Montagnino joined the college about 20 months ago, and ESE has since shifted to become something of an intermediary between colleges and OPM providers. The company offers services such as consulting, development and marketing to colleges, and helps OPM providers with accreditation and state authorization, among other tasks.

ESE’s reinvention stemmed from a belief that “no one has necessarily figured out the perfect solution” to online program management, Montagnino said. She said some colleges need the full “meal” -- a partner that can handle every service associated with offering online programs, from instructional design to marketing, in which case ESE will refer them to an OPM provider (and earn a referral fee).
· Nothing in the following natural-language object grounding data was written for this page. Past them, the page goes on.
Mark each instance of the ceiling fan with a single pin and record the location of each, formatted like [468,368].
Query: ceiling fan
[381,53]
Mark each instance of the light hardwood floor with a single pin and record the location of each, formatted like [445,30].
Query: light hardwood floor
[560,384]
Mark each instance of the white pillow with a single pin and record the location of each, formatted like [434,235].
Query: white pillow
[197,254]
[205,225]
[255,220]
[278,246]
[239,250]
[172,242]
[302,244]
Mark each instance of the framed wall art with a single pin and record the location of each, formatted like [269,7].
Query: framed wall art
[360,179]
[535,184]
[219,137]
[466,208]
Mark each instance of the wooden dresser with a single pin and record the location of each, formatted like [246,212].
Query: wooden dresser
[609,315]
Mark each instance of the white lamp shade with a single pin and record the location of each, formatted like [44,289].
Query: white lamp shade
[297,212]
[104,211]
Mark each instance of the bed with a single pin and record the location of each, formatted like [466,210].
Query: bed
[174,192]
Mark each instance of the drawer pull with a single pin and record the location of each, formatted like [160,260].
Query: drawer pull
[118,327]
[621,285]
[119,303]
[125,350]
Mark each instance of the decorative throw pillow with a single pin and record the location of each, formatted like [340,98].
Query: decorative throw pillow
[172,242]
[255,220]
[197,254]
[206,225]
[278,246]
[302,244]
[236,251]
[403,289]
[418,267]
Others may only need to “build a kitchen and train chefs” -- in other words, learn how to offer those services themselves, she said.

The revenue-sharing model used by many OPM providers has been particularly popular among the smaller and largest institutions, according to Eduventures.

Nearly half, or 44 percent, of survey respondents said their institution had between 1,000 and 4,999 students. An additional 28 percent of responses came from academic leaders at institutions with more than 20,000 students. For the institutions in between, revenue sharing may not be the best model.

“The middle ones think they can do it themselves,” Woolf, the Eduventures analyst, said. “They’re reticent to give away revenue to somebody else to do it.”

Some companies therefore see an opportunity to unbundle the services offered by a comprehensive OPM provider, perhaps specializing in just retention or marketing.

Ranku, a Seattle-based start-up, has long been a critic of the revenue-sharing agreements colleges make with OPM providers. The company helps colleges generate applicants by redesigning admissions portals and tracking web traffic data.

Kim Taylor, CEO and co-founder of Ranku, said she believes unbundling will become a more popular strategy as colleges learn which part of the online program management process they need help with.

“That might be retention,” Taylor said. “It might just be recruitment. … They’re going to home in on that problem, and there’s going to be someone like us that’s 10 times better at recruitment than someone who does everything.”

Unbundling could lead to a single college working with multiple OPM providers to take their programs online -- a concept that may not appeal to the comprehensive providers that have invested millions to bring the programs online.

“I don’t think it’s wise for institutions to work with multiple providers,” Best said. “They’re kind of working against one another.”

There are certain services some comprehensive providers say they will never offer, however.

“We are definitely of the opinion that online enablers should know their place,” Paucek said. “What I mean by that is we are not a university. … The key competencies that you would anticipate a university to do, they do -- everything from curriculum control to admissions decisions to instruction. 2U will never hire faculty. I would rather not see people in the OPM space do that.”

Doug Lederman contributed to this report.